You must count your typos before they hatch. Or something. (Winner, Cramp.)
|Once upon a time, there was a day.
That day didn't have a name.
It was the 13th of the month, and the moon was full.
"I know, I know," said the chief namer-of-days ('NOD' for short). "Let's call it MOONDAY, since the moon is full!"
All the others in the department of day affairs cheered. This business of naming days was a serious one, and they were always happy when the name had the right feel to it. Moonday sounded so good. And if there could be a Sunday, why not a Moonday?
So, they gave the printer the name to print on signboards, letterheads, visiting cards and hoardings. These were carefully designed, with logos showing the moon, waxing, waning, half and full. The printer got all the illustrations right.

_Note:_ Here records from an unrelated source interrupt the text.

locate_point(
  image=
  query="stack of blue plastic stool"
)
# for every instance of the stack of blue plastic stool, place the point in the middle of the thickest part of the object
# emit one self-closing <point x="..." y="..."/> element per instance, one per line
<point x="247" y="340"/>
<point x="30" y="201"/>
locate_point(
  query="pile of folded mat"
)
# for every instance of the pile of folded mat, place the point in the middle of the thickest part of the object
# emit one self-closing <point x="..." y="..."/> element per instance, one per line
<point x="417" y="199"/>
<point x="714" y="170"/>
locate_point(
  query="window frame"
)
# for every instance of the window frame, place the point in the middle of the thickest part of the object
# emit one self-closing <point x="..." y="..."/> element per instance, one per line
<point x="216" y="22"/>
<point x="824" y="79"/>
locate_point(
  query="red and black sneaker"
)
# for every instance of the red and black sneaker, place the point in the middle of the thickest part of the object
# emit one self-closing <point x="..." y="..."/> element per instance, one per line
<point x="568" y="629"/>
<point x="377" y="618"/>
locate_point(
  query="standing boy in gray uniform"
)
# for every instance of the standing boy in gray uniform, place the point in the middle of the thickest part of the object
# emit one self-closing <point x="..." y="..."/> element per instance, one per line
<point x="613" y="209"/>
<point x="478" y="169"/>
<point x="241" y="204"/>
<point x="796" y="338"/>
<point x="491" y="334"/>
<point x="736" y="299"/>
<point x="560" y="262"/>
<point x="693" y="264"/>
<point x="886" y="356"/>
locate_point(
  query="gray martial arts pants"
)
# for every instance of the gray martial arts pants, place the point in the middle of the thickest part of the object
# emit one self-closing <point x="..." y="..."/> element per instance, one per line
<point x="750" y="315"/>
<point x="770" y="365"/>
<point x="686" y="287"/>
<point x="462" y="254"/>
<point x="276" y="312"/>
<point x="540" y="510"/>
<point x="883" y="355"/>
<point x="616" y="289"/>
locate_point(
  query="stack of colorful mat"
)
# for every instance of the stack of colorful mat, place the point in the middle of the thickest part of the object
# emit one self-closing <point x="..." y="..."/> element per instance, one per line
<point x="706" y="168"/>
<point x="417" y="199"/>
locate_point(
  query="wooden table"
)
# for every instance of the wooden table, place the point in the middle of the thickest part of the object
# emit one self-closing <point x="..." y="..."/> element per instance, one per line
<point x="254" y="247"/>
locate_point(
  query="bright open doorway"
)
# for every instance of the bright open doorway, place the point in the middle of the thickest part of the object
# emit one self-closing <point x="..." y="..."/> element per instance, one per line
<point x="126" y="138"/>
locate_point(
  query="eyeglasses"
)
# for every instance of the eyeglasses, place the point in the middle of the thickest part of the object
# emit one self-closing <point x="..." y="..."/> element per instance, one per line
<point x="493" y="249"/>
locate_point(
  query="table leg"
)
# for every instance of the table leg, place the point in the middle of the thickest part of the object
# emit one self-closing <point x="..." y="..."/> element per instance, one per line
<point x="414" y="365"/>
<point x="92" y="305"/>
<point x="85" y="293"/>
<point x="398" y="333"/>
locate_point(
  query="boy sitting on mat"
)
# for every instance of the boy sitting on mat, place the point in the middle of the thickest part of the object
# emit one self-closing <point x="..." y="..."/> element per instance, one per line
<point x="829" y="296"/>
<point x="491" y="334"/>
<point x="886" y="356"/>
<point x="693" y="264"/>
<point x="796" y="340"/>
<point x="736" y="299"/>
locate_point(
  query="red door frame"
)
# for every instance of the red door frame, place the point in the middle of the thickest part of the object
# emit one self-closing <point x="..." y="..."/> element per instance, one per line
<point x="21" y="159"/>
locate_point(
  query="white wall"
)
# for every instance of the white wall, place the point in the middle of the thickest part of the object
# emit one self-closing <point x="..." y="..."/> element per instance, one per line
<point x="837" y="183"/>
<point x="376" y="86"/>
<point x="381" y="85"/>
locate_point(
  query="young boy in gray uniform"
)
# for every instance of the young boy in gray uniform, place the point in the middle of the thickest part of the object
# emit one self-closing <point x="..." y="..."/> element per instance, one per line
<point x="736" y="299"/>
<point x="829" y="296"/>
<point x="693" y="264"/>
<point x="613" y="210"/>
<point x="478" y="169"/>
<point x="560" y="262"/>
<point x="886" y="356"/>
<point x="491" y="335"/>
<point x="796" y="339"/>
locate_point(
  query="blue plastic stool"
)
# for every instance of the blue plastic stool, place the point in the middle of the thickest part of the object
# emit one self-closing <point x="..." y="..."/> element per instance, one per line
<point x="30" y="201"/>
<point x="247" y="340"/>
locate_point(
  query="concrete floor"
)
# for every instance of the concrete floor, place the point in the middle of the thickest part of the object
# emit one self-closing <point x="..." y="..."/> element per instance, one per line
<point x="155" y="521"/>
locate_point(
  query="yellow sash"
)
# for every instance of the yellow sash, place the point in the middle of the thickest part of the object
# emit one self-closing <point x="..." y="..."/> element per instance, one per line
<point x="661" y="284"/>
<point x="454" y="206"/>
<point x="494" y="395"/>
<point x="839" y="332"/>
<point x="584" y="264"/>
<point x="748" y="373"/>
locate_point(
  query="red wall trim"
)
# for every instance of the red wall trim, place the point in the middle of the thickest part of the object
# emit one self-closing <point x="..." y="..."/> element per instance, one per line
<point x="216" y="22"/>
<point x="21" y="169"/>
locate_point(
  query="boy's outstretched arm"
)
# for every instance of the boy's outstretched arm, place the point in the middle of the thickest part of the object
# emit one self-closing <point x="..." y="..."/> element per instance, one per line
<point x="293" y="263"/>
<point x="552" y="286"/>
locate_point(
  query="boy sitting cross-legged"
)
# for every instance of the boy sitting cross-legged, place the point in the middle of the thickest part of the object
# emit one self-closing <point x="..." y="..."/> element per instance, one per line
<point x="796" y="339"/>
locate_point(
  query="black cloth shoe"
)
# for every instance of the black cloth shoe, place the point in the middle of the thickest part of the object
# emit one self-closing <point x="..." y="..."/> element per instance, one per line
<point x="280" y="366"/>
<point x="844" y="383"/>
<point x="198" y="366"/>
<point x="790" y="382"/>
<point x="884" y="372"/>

he got the spelling of the name of the day wrong.
He dropped an O.
Consternation in the department of day affairs! The Chief NOD couldn't even nod off to sleep! The signs ALL read MONDAY instead of MOONDAY! There was no point in asking the printer what he thought the point of all the moon illustrations was, if not to illustrate Moonday. There was no point in anything any more. Monday! Monday the 13th. It occurred once in a blue moon and people got the Monday Blues on that day, but the deed had been done.
Monday the 13th it was and would remain.
So now, on this day, everyone drops their os.
Anything written n this day, lses all the ' 's it shuld have cntained. Thse ' 's are abslutely nt t b fund, yu knw. Thanks t bad prfreading, thse ' 's are dmed frever. And yu can see fr yurself, nw, what havc this des, hw it tys with yur cmprehensin. 'R desn't it? Culd yu cmprehend this whle paragraph, really and truly? Hnest? Why, then, Mnday the 13th need nt be ntrius after all! Hray!